The meeting focused on six pre-selected national proposals, according to a statement by the MND, specifically:

  • providing padded winter sweaters for all Soldiers.
  • supporting a budget for emergency equipment/material at commanders’ discretion.
  • buying clothes for reserve Soldiers.
  • increasing the budget for the training of reserve troops.
  • training cyber warfare experts.
  • increasing available funds to transport Soldiers on sick leave.

Yun Ji-won, professor of diplomacy and security division at Pyeongtaek University, characterized the budget items as “force maintenance,” which directly interests Soldiers, their families and “ordinary people.”

“This town hall meeting took place for the first time after longtime preparations of the Defense Ministry,” Yun said. “The national defense budget is very sensitive, as it concerns national security. But people need to know how the budget is set aside for such areas as the force maintenance, which deals with Soldiers’ welfare and daily lives.”

Yun acknowledged that public meetings cannot deal with sensitive issues like weapons or security topics, but added that the meeting received positive reviews and that she anticipates more to follow.

“I was surprised at what Soldiers and other people want the most,” she said. “At the meeting, many Soldiers were interested in their health and human rights. Most of them asked the ministry to provide all the Soldiers with padded winter jackets and masks when the level of the fine dust rises. Such requests are directly related to their health. The ministry should pay attention to their voices because the improvement of this problem helps Soldiers enhance their intangible combat power.”

Yun expects many of the meeting’s proposals to be reflected in the MND’s budget planning. She said she hopes the MND will continue to inform the public about what proposals are incorporated into the budget and why others failed to make the cut.

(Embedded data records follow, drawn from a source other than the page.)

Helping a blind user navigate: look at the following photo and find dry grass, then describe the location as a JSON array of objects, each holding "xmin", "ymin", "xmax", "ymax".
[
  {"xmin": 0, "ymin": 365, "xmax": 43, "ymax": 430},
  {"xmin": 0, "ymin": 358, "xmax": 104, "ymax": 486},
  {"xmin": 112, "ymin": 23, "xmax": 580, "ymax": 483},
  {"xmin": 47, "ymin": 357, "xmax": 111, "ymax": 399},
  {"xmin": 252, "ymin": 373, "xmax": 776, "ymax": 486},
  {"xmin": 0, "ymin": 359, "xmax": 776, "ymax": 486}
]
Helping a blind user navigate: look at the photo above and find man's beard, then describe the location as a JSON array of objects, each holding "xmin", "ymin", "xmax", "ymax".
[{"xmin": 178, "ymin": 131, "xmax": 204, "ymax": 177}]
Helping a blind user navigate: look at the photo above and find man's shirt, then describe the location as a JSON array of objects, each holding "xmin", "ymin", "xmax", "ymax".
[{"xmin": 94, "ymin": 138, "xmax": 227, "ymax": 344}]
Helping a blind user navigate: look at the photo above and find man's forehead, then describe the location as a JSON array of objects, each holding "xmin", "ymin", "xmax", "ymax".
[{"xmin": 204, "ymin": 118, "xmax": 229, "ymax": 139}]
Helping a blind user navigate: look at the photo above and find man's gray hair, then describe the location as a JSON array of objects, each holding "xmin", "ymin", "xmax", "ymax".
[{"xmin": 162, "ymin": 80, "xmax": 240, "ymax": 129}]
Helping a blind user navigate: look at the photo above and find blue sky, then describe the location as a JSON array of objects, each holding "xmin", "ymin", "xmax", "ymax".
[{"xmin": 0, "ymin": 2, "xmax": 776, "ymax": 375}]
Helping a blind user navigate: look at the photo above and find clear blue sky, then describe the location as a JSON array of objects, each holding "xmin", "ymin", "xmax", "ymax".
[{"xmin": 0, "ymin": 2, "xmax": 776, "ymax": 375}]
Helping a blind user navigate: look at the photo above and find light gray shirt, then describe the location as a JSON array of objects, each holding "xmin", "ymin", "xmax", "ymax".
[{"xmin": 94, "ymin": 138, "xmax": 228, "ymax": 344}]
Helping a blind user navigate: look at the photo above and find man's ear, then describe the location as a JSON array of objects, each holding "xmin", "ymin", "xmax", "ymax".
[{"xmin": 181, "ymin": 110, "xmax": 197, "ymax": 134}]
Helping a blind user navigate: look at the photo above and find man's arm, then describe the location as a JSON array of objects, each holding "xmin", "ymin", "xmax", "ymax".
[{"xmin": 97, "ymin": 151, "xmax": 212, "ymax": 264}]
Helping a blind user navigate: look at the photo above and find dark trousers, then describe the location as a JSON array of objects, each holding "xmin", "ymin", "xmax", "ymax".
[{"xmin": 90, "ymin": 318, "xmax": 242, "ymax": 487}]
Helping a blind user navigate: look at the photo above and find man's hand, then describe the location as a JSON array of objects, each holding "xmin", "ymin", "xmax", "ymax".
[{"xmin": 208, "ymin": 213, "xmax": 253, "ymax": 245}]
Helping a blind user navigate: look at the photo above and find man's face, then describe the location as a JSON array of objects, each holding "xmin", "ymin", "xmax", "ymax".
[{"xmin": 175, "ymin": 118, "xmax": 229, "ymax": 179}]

With the population of military-age young people on the decline in South Korea, it is increasingly important that Soldiers believe their service is worthwhile, Yun observed.

In his town hall speech, Song implied that this public engagement will endure.

“We hope this forum will bring more public attention to the national defense budget,” he said. “We will continue to make efforts to increase people’s understanding of the budget and to spend it efficiently, by being faithful to our mission of providing information about the national defense budget.”

Felix Kim is a FORUM contributor reporting from Seoul, South Korea.